The Bihar Migrant Worker, A Scylla-Charybdis Moment
Aug. 8, 2025

Context

  • In Homer’s Odyssey, King Odysseus famously faced a perilous choice, navigate close to Scylla, the six-headed monster lurking in the rocks, or Charybdis, the deadly whirlpool.
  • In today’s Indian democratic context, a similar dilemma confronts millions of migrant labourers whose names have been dropped from the draft electoral rolls during the Special Intensive Revision (SIR) process initiated by the Election Commission of India (ECI).
  • For these citizens, exercising their fundamental right to vote has become a matter of navigating between legal definitions and political realities, each carrying risks of disenfranchisement.

The Legal Foundation: ‘Ordinarily Resident’
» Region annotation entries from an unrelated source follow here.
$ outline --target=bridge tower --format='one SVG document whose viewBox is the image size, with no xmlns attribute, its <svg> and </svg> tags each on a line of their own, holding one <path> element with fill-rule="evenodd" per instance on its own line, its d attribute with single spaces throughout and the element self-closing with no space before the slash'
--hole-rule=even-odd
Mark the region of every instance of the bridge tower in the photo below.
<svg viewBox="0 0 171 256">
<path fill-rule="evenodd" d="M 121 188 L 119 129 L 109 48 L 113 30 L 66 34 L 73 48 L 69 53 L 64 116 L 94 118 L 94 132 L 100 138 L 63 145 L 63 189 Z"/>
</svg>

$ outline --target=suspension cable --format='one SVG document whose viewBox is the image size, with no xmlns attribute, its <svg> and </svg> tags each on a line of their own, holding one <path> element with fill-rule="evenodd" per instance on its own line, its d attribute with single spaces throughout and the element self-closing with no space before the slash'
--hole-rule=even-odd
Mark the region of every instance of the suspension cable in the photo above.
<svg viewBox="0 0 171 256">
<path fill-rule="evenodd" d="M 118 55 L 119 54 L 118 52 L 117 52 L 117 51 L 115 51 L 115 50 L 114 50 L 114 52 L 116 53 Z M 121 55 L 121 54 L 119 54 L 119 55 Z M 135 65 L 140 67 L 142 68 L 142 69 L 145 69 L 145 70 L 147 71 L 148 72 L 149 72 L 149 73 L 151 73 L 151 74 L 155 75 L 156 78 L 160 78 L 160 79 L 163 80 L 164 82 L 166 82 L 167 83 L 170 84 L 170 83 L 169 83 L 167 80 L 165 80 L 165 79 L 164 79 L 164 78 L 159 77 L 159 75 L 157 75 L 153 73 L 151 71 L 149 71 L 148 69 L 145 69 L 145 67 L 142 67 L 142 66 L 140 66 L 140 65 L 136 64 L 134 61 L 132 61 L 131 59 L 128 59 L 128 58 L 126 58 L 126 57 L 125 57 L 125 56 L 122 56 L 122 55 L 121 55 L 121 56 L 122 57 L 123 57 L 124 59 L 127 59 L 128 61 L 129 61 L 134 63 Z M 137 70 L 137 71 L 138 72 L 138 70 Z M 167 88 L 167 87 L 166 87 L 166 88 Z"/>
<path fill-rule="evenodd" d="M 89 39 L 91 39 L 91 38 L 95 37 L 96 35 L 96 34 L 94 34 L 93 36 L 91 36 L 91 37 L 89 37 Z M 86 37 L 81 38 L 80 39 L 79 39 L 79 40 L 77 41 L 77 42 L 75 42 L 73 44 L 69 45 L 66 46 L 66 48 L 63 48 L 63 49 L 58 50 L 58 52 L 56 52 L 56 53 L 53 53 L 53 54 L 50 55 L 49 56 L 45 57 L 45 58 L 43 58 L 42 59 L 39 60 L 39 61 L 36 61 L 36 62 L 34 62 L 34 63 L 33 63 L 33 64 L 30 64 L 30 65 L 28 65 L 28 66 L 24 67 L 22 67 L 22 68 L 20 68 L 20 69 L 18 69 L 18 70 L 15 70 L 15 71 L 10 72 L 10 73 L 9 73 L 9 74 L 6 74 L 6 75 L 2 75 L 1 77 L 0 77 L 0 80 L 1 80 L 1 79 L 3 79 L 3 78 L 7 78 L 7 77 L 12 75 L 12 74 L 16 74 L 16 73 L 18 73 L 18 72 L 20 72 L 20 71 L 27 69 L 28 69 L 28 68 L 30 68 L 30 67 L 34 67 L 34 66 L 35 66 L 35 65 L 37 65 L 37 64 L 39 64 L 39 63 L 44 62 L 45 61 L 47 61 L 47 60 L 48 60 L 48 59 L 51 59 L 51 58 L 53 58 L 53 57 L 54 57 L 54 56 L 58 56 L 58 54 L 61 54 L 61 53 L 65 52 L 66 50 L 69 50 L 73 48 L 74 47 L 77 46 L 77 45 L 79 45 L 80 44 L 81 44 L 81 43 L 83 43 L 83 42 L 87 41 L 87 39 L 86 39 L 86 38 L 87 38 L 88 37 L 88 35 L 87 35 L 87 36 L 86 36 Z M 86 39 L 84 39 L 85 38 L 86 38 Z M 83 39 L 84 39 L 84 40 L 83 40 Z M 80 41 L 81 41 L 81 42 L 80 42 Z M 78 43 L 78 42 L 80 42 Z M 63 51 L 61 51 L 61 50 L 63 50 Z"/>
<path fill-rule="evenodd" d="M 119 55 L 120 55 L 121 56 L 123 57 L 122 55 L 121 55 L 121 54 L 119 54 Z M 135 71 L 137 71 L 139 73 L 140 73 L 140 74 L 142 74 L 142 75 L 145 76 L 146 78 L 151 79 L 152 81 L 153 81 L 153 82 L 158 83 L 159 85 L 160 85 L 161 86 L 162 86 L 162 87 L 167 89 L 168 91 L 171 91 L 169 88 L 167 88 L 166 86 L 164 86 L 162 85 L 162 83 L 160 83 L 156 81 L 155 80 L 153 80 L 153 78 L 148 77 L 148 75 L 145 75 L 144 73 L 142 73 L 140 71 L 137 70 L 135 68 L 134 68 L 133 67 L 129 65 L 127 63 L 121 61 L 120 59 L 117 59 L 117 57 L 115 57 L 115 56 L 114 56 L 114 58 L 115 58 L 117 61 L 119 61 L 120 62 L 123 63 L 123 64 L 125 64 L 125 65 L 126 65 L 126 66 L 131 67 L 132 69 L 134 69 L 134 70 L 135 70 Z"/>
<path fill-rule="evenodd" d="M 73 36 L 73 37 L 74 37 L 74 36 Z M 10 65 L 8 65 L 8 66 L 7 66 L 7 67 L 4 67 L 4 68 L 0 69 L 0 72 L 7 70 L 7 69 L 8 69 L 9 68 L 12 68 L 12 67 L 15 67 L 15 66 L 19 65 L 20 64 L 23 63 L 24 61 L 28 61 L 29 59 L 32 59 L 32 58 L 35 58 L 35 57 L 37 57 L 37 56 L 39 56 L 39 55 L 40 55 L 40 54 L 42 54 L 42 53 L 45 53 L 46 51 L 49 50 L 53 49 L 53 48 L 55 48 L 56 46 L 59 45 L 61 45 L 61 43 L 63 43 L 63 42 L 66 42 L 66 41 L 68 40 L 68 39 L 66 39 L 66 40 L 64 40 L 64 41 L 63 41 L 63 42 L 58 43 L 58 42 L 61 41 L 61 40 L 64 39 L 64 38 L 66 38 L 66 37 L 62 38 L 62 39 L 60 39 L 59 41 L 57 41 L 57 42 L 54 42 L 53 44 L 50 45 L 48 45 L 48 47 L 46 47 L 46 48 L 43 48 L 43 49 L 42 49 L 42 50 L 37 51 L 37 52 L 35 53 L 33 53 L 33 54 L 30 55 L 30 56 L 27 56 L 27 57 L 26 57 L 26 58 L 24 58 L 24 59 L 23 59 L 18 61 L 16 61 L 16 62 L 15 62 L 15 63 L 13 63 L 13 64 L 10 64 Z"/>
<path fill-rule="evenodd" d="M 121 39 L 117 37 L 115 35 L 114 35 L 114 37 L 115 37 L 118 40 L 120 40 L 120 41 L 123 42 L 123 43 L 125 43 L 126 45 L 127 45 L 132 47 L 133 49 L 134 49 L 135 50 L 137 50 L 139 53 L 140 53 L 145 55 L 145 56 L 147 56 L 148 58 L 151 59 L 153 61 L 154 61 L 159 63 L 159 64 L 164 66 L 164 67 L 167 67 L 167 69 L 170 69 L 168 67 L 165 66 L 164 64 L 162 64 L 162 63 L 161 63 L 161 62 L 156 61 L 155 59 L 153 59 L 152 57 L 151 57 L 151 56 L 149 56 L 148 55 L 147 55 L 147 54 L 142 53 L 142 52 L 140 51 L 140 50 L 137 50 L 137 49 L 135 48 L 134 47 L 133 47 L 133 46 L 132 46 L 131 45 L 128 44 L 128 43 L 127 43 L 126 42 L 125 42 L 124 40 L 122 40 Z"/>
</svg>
  • The Representation of the People (RP) Act, 1950 governs the preparation of electoral rolls in India.
  • Section 19 mandates that a person must be ordinarily resident in a constituency to be included in its roll, a requirement designed to ensure genuine ties to the constituency and prevent fraudulent registrations.
  • Section 20 clarifies that mere ownership of property does not establish residency, while temporary absences do not negate it.
  • In 2010, Section 20A extended voting rights to Non-Resident Indians (NRIs) based on their passport address.
  • The ECI, under SIR, has excluded individuals marked as permanently shifted/not found if they were absent during verification or failed to submit forms.
  • This approach collides with the lived reality of migrant labourers, many of whom maintain strong familial and property ties to their native constituencies despite extended absences for work.
  • Judicial interpretation, notably in the Gauhati High Court’s 1999 Election Commission of India vs Dr. Manmohan Singh defines ordinarily resident as a habitual, permanent association with a place, not a casual presence.
  • For many migrants, this definition arguably still applies to their home constituencies.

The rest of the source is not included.